Earlier Monday, Janssen said he is not in pain, but the soreness is “something that just doesn’t feel like that spring training soreness.”

“I don’t see this as being a huge thing,” he said. “Obviously when I didn’t pitch the last few days, it’s never good but I’ve dealt with a lot worse.”

Janssen has a lengthy history of shoulder issues. He had surgery to repair a torn labrum in his right shoulder in 2008, then spent two stints on the 15-day disabled list because of shoulder inflammation or soreness in 2009. He mentioned shoulder soreness in both 2011 and 2013 but was not placed on the DL. This is the third consecutive spring in which he has dealt with shoulder discomfort.

Given that background, Janssen’s current soreness can be viewed one of two ways. It is concerning, because the shoulder continues to give him trouble, but it also something he has regularly overcome over the past several years.

General manager Mike Rizzo prefers to take the latter view.

“He knows how to take care of himself and get ready for the season,” Rizzo said. He’s had this before so he knows how to battle through it.”

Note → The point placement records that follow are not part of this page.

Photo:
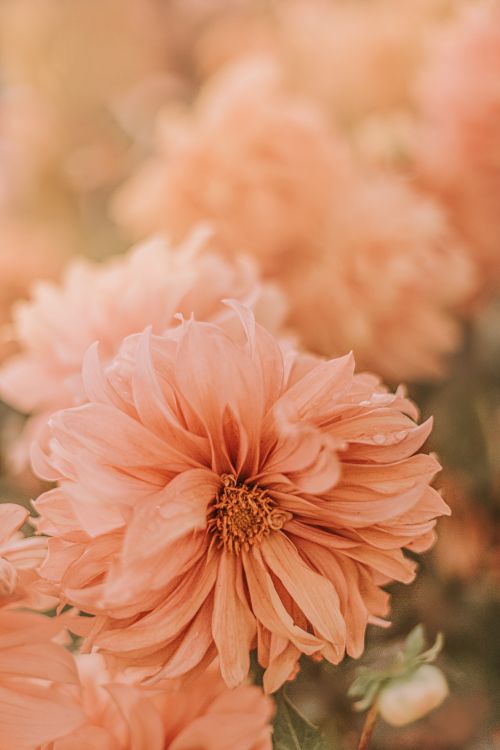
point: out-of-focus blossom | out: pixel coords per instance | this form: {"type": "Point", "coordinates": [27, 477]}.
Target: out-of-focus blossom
{"type": "Point", "coordinates": [216, 496]}
{"type": "Point", "coordinates": [108, 301]}
{"type": "Point", "coordinates": [204, 715]}
{"type": "Point", "coordinates": [19, 559]}
{"type": "Point", "coordinates": [388, 284]}
{"type": "Point", "coordinates": [357, 60]}
{"type": "Point", "coordinates": [35, 707]}
{"type": "Point", "coordinates": [460, 133]}
{"type": "Point", "coordinates": [257, 163]}
{"type": "Point", "coordinates": [27, 254]}
{"type": "Point", "coordinates": [407, 699]}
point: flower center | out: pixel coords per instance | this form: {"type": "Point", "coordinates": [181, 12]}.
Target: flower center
{"type": "Point", "coordinates": [241, 516]}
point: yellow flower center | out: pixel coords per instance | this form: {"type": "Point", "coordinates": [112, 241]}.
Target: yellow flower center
{"type": "Point", "coordinates": [241, 516]}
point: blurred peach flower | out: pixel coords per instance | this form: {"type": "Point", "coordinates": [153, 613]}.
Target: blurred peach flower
{"type": "Point", "coordinates": [34, 672]}
{"type": "Point", "coordinates": [205, 715]}
{"type": "Point", "coordinates": [19, 559]}
{"type": "Point", "coordinates": [361, 256]}
{"type": "Point", "coordinates": [27, 254]}
{"type": "Point", "coordinates": [378, 286]}
{"type": "Point", "coordinates": [460, 130]}
{"type": "Point", "coordinates": [107, 301]}
{"type": "Point", "coordinates": [258, 164]}
{"type": "Point", "coordinates": [216, 496]}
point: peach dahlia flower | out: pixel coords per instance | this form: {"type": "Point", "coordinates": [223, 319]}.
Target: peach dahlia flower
{"type": "Point", "coordinates": [460, 133]}
{"type": "Point", "coordinates": [107, 301]}
{"type": "Point", "coordinates": [205, 715]}
{"type": "Point", "coordinates": [217, 496]}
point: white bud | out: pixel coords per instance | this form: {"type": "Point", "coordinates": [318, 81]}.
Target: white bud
{"type": "Point", "coordinates": [8, 577]}
{"type": "Point", "coordinates": [407, 699]}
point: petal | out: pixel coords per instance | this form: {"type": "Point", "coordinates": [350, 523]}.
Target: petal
{"type": "Point", "coordinates": [233, 624]}
{"type": "Point", "coordinates": [12, 517]}
{"type": "Point", "coordinates": [313, 593]}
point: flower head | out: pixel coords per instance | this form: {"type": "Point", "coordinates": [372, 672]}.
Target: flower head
{"type": "Point", "coordinates": [378, 286]}
{"type": "Point", "coordinates": [217, 496]}
{"type": "Point", "coordinates": [106, 302]}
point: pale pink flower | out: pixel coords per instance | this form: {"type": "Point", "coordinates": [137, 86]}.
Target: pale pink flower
{"type": "Point", "coordinates": [257, 163]}
{"type": "Point", "coordinates": [460, 131]}
{"type": "Point", "coordinates": [27, 254]}
{"type": "Point", "coordinates": [34, 673]}
{"type": "Point", "coordinates": [216, 496]}
{"type": "Point", "coordinates": [19, 559]}
{"type": "Point", "coordinates": [107, 301]}
{"type": "Point", "coordinates": [361, 257]}
{"type": "Point", "coordinates": [205, 715]}
{"type": "Point", "coordinates": [378, 286]}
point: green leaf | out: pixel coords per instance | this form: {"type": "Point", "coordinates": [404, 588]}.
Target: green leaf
{"type": "Point", "coordinates": [292, 731]}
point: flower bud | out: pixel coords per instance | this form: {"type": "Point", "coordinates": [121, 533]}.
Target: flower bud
{"type": "Point", "coordinates": [408, 698]}
{"type": "Point", "coordinates": [8, 577]}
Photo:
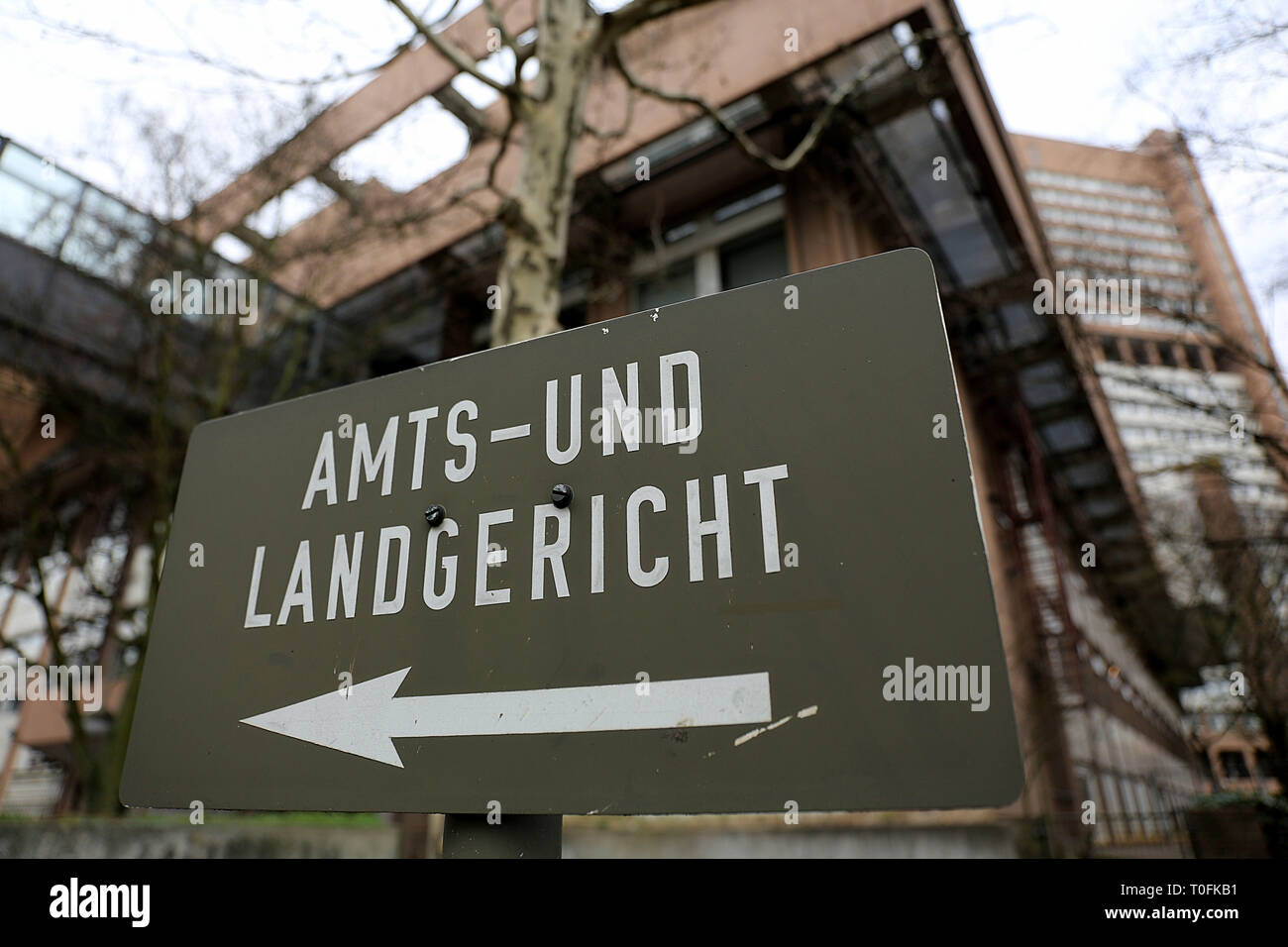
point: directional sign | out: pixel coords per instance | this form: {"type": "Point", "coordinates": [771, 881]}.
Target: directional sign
{"type": "Point", "coordinates": [716, 557]}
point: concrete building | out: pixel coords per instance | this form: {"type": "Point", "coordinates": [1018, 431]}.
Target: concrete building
{"type": "Point", "coordinates": [1050, 472]}
{"type": "Point", "coordinates": [1188, 371]}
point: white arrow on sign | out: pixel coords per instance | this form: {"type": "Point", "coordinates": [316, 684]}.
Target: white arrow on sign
{"type": "Point", "coordinates": [366, 718]}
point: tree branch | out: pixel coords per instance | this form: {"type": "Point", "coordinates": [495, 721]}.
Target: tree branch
{"type": "Point", "coordinates": [456, 55]}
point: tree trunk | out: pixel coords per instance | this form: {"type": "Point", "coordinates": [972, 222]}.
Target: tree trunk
{"type": "Point", "coordinates": [536, 214]}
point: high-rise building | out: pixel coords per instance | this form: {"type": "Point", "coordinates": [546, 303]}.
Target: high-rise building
{"type": "Point", "coordinates": [1183, 359]}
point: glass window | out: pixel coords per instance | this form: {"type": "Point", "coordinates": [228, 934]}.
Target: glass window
{"type": "Point", "coordinates": [1234, 764]}
{"type": "Point", "coordinates": [673, 285]}
{"type": "Point", "coordinates": [31, 215]}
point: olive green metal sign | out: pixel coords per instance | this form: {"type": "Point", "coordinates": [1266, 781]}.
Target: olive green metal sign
{"type": "Point", "coordinates": [716, 557]}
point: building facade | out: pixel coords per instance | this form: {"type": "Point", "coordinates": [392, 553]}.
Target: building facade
{"type": "Point", "coordinates": [917, 158]}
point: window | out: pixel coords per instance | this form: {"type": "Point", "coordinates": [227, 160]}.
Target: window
{"type": "Point", "coordinates": [1263, 764]}
{"type": "Point", "coordinates": [755, 258]}
{"type": "Point", "coordinates": [1234, 764]}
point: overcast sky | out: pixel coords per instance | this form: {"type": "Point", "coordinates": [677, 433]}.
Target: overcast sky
{"type": "Point", "coordinates": [1061, 68]}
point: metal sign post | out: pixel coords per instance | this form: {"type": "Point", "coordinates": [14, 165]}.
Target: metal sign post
{"type": "Point", "coordinates": [717, 557]}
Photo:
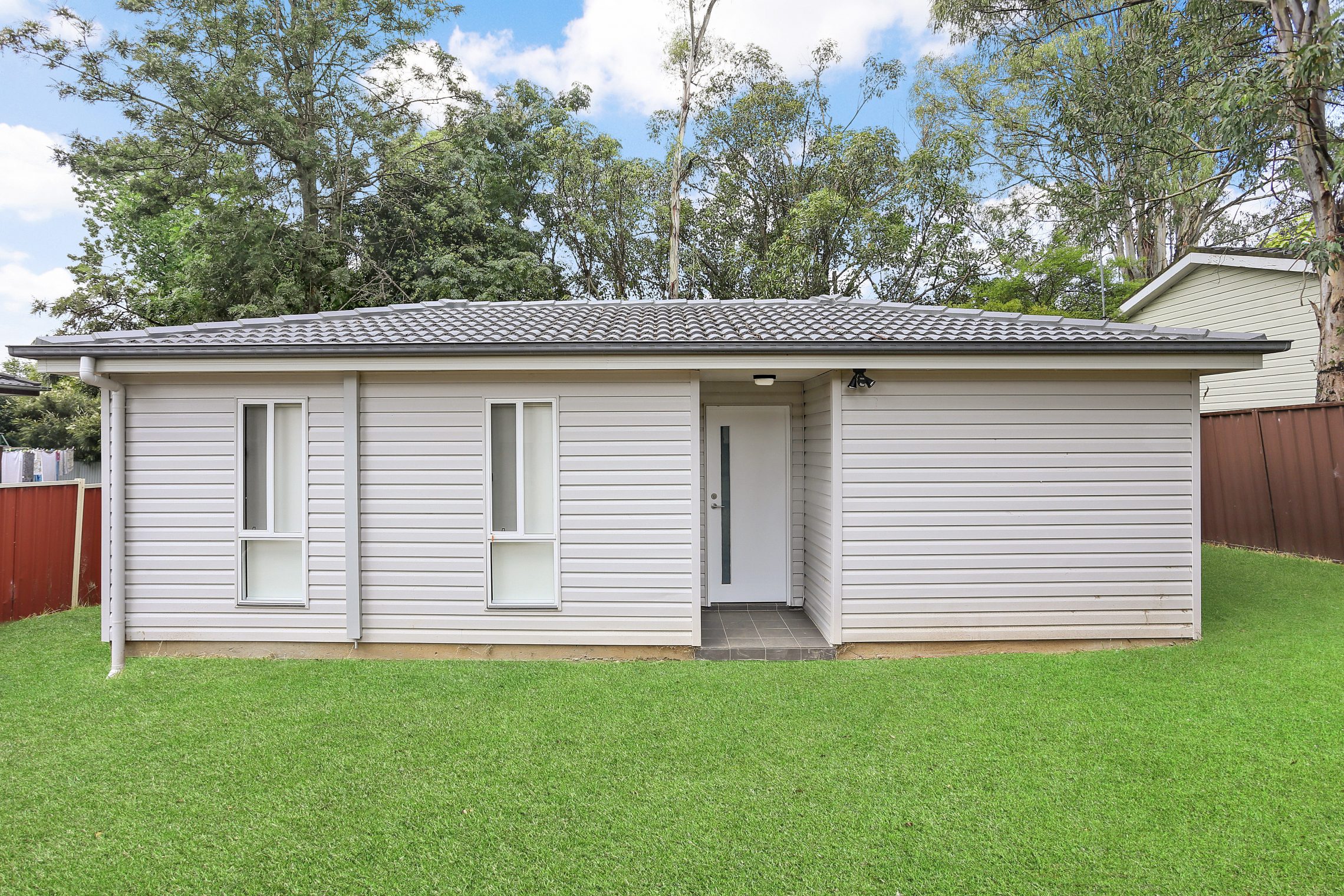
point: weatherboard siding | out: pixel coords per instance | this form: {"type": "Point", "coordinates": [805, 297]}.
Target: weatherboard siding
{"type": "Point", "coordinates": [182, 489]}
{"type": "Point", "coordinates": [625, 490]}
{"type": "Point", "coordinates": [818, 505]}
{"type": "Point", "coordinates": [624, 483]}
{"type": "Point", "coordinates": [1247, 300]}
{"type": "Point", "coordinates": [1018, 508]}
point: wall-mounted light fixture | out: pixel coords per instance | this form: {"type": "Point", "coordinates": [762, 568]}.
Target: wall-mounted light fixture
{"type": "Point", "coordinates": [861, 379]}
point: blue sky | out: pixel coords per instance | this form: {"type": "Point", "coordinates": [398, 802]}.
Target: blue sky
{"type": "Point", "coordinates": [613, 46]}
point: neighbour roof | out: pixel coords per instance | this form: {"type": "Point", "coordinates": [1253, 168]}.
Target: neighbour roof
{"type": "Point", "coordinates": [1215, 256]}
{"type": "Point", "coordinates": [11, 384]}
{"type": "Point", "coordinates": [823, 324]}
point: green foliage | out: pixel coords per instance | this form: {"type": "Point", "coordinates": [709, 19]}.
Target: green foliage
{"type": "Point", "coordinates": [255, 128]}
{"type": "Point", "coordinates": [1059, 278]}
{"type": "Point", "coordinates": [452, 220]}
{"type": "Point", "coordinates": [65, 417]}
{"type": "Point", "coordinates": [1112, 116]}
{"type": "Point", "coordinates": [795, 202]}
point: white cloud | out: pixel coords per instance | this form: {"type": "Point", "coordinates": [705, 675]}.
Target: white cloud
{"type": "Point", "coordinates": [12, 10]}
{"type": "Point", "coordinates": [616, 46]}
{"type": "Point", "coordinates": [32, 186]}
{"type": "Point", "coordinates": [19, 285]}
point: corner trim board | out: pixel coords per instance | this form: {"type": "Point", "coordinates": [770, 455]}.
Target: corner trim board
{"type": "Point", "coordinates": [350, 417]}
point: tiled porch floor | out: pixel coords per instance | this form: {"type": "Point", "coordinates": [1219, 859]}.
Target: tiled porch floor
{"type": "Point", "coordinates": [761, 632]}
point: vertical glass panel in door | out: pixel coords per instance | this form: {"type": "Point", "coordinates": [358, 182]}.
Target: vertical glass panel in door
{"type": "Point", "coordinates": [538, 469]}
{"type": "Point", "coordinates": [255, 468]}
{"type": "Point", "coordinates": [726, 505]}
{"type": "Point", "coordinates": [289, 469]}
{"type": "Point", "coordinates": [503, 468]}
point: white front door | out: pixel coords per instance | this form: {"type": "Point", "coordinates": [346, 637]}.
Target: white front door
{"type": "Point", "coordinates": [746, 452]}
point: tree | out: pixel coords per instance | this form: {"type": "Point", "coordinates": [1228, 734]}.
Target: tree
{"type": "Point", "coordinates": [1272, 94]}
{"type": "Point", "coordinates": [1097, 120]}
{"type": "Point", "coordinates": [601, 218]}
{"type": "Point", "coordinates": [454, 218]}
{"type": "Point", "coordinates": [690, 57]}
{"type": "Point", "coordinates": [793, 200]}
{"type": "Point", "coordinates": [1053, 278]}
{"type": "Point", "coordinates": [65, 417]}
{"type": "Point", "coordinates": [255, 126]}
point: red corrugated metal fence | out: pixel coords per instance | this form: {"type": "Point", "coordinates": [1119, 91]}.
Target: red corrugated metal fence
{"type": "Point", "coordinates": [1273, 479]}
{"type": "Point", "coordinates": [47, 558]}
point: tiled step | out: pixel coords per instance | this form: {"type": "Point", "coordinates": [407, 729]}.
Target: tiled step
{"type": "Point", "coordinates": [761, 632]}
{"type": "Point", "coordinates": [765, 653]}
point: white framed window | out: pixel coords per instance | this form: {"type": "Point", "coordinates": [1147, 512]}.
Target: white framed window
{"type": "Point", "coordinates": [522, 437]}
{"type": "Point", "coordinates": [273, 503]}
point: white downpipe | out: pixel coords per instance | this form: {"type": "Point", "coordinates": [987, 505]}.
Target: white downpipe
{"type": "Point", "coordinates": [116, 490]}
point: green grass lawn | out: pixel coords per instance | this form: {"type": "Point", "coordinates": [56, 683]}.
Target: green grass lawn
{"type": "Point", "coordinates": [1205, 769]}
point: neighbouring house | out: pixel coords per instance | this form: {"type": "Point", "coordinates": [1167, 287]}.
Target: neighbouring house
{"type": "Point", "coordinates": [584, 479]}
{"type": "Point", "coordinates": [1244, 291]}
{"type": "Point", "coordinates": [11, 384]}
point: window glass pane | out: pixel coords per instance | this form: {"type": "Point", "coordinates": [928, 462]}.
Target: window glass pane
{"type": "Point", "coordinates": [255, 466]}
{"type": "Point", "coordinates": [538, 469]}
{"type": "Point", "coordinates": [503, 468]}
{"type": "Point", "coordinates": [273, 571]}
{"type": "Point", "coordinates": [523, 572]}
{"type": "Point", "coordinates": [289, 468]}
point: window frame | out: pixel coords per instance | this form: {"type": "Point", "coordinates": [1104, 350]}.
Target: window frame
{"type": "Point", "coordinates": [491, 535]}
{"type": "Point", "coordinates": [241, 533]}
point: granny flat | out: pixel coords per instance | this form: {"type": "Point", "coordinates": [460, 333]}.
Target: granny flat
{"type": "Point", "coordinates": [596, 479]}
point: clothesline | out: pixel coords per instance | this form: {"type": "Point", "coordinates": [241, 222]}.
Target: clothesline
{"type": "Point", "coordinates": [37, 465]}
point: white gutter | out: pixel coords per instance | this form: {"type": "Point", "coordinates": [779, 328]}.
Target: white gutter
{"type": "Point", "coordinates": [116, 490]}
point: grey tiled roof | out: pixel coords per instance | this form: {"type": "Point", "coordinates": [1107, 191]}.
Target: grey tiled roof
{"type": "Point", "coordinates": [819, 324]}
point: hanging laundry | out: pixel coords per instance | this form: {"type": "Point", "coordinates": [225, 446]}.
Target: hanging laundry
{"type": "Point", "coordinates": [11, 466]}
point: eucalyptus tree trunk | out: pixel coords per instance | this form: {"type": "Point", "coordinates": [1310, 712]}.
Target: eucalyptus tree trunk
{"type": "Point", "coordinates": [691, 64]}
{"type": "Point", "coordinates": [1302, 32]}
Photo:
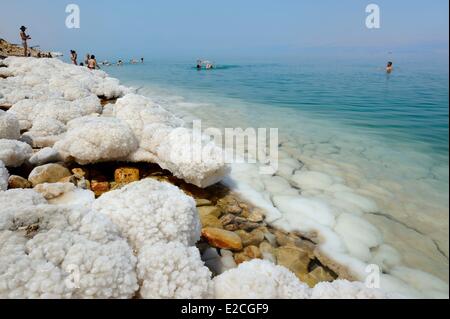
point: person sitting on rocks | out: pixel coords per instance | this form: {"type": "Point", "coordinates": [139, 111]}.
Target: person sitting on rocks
{"type": "Point", "coordinates": [24, 38]}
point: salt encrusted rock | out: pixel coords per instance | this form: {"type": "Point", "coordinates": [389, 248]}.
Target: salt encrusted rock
{"type": "Point", "coordinates": [45, 156]}
{"type": "Point", "coordinates": [220, 238]}
{"type": "Point", "coordinates": [45, 132]}
{"type": "Point", "coordinates": [173, 271]}
{"type": "Point", "coordinates": [54, 111]}
{"type": "Point", "coordinates": [255, 237]}
{"type": "Point", "coordinates": [139, 111]}
{"type": "Point", "coordinates": [97, 139]}
{"type": "Point", "coordinates": [163, 141]}
{"type": "Point", "coordinates": [14, 153]}
{"type": "Point", "coordinates": [51, 78]}
{"type": "Point", "coordinates": [259, 279]}
{"type": "Point", "coordinates": [50, 251]}
{"type": "Point", "coordinates": [149, 211]}
{"type": "Point", "coordinates": [209, 210]}
{"type": "Point", "coordinates": [197, 160]}
{"type": "Point", "coordinates": [49, 173]}
{"type": "Point", "coordinates": [15, 181]}
{"type": "Point", "coordinates": [3, 177]}
{"type": "Point", "coordinates": [9, 126]}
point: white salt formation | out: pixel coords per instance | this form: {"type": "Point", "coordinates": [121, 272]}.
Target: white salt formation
{"type": "Point", "coordinates": [97, 139]}
{"type": "Point", "coordinates": [148, 212]}
{"type": "Point", "coordinates": [173, 271]}
{"type": "Point", "coordinates": [14, 153]}
{"type": "Point", "coordinates": [49, 97]}
{"type": "Point", "coordinates": [49, 251]}
{"type": "Point", "coordinates": [4, 176]}
{"type": "Point", "coordinates": [9, 126]}
{"type": "Point", "coordinates": [163, 141]}
{"type": "Point", "coordinates": [260, 279]}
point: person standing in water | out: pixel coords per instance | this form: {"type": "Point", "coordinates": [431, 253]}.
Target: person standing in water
{"type": "Point", "coordinates": [389, 67]}
{"type": "Point", "coordinates": [74, 57]}
{"type": "Point", "coordinates": [92, 63]}
{"type": "Point", "coordinates": [86, 59]}
{"type": "Point", "coordinates": [25, 39]}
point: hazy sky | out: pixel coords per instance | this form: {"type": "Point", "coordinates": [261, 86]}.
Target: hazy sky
{"type": "Point", "coordinates": [181, 28]}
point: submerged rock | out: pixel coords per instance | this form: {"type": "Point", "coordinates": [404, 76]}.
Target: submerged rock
{"type": "Point", "coordinates": [126, 175]}
{"type": "Point", "coordinates": [255, 237]}
{"type": "Point", "coordinates": [14, 153]}
{"type": "Point", "coordinates": [220, 238]}
{"type": "Point", "coordinates": [3, 177]}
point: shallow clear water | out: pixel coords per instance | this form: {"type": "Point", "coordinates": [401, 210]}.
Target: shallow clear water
{"type": "Point", "coordinates": [383, 136]}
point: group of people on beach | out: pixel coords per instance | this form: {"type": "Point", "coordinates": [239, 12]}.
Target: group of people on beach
{"type": "Point", "coordinates": [25, 37]}
{"type": "Point", "coordinates": [89, 61]}
{"type": "Point", "coordinates": [92, 64]}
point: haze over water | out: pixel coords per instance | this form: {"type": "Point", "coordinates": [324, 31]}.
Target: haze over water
{"type": "Point", "coordinates": [385, 136]}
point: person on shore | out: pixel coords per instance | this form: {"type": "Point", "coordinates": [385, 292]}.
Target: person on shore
{"type": "Point", "coordinates": [25, 39]}
{"type": "Point", "coordinates": [74, 57]}
{"type": "Point", "coordinates": [86, 59]}
{"type": "Point", "coordinates": [389, 67]}
{"type": "Point", "coordinates": [92, 63]}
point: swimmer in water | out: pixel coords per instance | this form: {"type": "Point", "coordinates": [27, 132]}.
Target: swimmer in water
{"type": "Point", "coordinates": [389, 67]}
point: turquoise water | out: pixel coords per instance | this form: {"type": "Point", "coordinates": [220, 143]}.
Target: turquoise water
{"type": "Point", "coordinates": [380, 137]}
{"type": "Point", "coordinates": [410, 105]}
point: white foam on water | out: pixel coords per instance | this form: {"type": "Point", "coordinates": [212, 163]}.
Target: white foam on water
{"type": "Point", "coordinates": [364, 200]}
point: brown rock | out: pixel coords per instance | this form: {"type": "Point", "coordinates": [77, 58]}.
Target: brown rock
{"type": "Point", "coordinates": [220, 238]}
{"type": "Point", "coordinates": [252, 252]}
{"type": "Point", "coordinates": [202, 202]}
{"type": "Point", "coordinates": [233, 209]}
{"type": "Point", "coordinates": [319, 274]}
{"type": "Point", "coordinates": [15, 181]}
{"type": "Point", "coordinates": [293, 258]}
{"type": "Point", "coordinates": [266, 247]}
{"type": "Point", "coordinates": [246, 225]}
{"type": "Point", "coordinates": [255, 217]}
{"type": "Point", "coordinates": [114, 185]}
{"type": "Point", "coordinates": [254, 238]}
{"type": "Point", "coordinates": [245, 214]}
{"type": "Point", "coordinates": [284, 239]}
{"type": "Point", "coordinates": [69, 179]}
{"type": "Point", "coordinates": [227, 219]}
{"type": "Point", "coordinates": [99, 188]}
{"type": "Point", "coordinates": [210, 210]}
{"type": "Point", "coordinates": [239, 258]}
{"type": "Point", "coordinates": [80, 172]}
{"type": "Point", "coordinates": [231, 227]}
{"type": "Point", "coordinates": [49, 173]}
{"type": "Point", "coordinates": [267, 251]}
{"type": "Point", "coordinates": [210, 221]}
{"type": "Point", "coordinates": [126, 175]}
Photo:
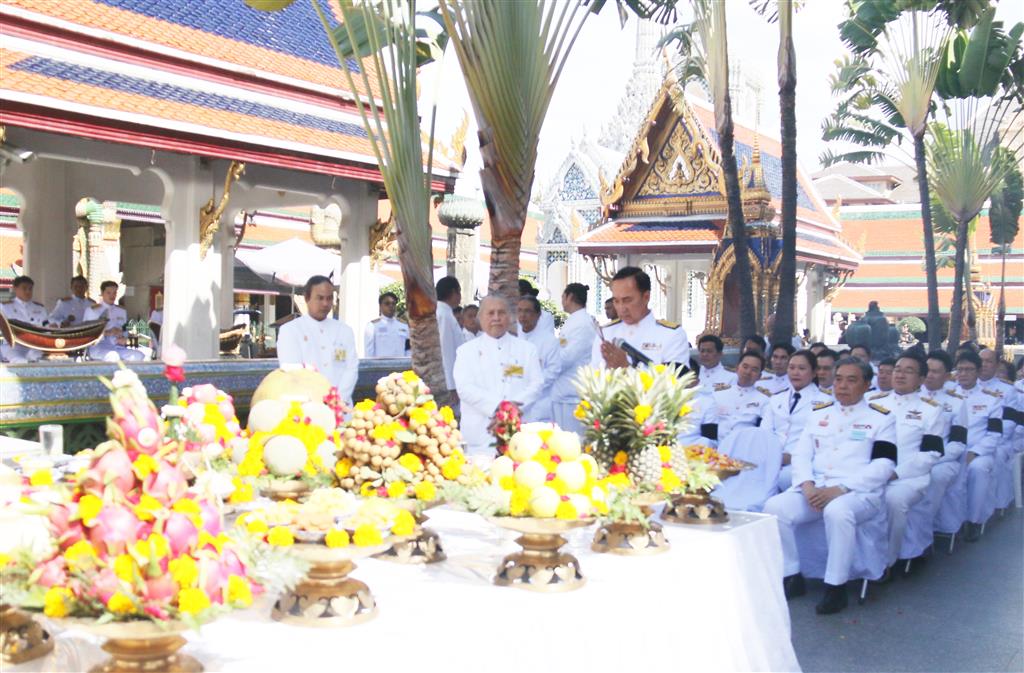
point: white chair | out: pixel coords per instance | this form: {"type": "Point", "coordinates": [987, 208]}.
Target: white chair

Before learning the results of his MRI, Janssen did not believe the injury would be anything “earth-shattering” and was optimistic about making a speedy recovery.

“We’ve just got to see how it goes and how I feel,” he said. “I think the one thing being a reliever is that I did have a decent foundation before, and when you’re only throwing one inning, it can come back quick. So that’s kind of what I’m hanging my hat on. I’ll go as fast as the trainer and the body allows.”